Год замужества прошел скоро и бестолково. Первые впечатления брачной жизни, новизна положения, взволнованность и острота ощущений тешили Елену, как новая, неожиданно купленная игрушка. Приезжала родня с острыми, истерически-любопытными глазами, ела, пила, ходила по усадьбе, рассматривая коров, овец, ярко выкрашенные новенькие машины, сеялки, веялки, молотилки, механические грабли, вздыхала и завидовала. И когда Елена, с сияющим, смущенным лицом, розовая и оживленная, болтала без умолку о своей новой и обеспеченной, завидной для всех жизни, поминутно взглядывая на торжественное, довольное лицо мужа, – жизнь казалась ей приятной и восхитительной, а Варламов – милым, добрым и умным человеком, к которому, кроме благодарности, нужно чувствовать и любовь. И хотя любви к нему она не испытывала, но была уверена, что спать с ним, принимать его подарки и ласки, а в холодные дни завязывать ему шарф – значит любить.

 

А потом, постепенно, с каждым новым днем, сытно ускользавшим в пространство, подошло и укрепилось сознание, что все самое лучшее уже было и ничего нового, неизвестного впереди нет. Были, правда, мечты о ребенке и возне с ним, но в мечтах этих муж не играл никакой роли и казался даже странно чужим, посторонним человеком, которого все, и она сама, будут называть «отец», «папа», и который в веселые минуты станет щекотать пальцем животик ребенка, вскидывать брови и говорить сладким, деревянным голосом: «Агу! Агу!»

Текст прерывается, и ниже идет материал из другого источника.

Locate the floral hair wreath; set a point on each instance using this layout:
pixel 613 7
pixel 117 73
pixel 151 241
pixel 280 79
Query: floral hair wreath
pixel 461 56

Елена закрыла глаза и вслух, негромко, произнесла: «Гриша – отец». Но тут же ей стало смешно, потому что слово «отец» непонятным образом превратило лицо Григория Семеныча, мысленно представленное ею, в лицо ее собственного отца, дряхлого старика в поношенном военном сюртуке, страдающего параличом и одышкой. Елена нетерпеливо встряхнула головой, встала и вышла на террасу, захватив новенький переводной роман.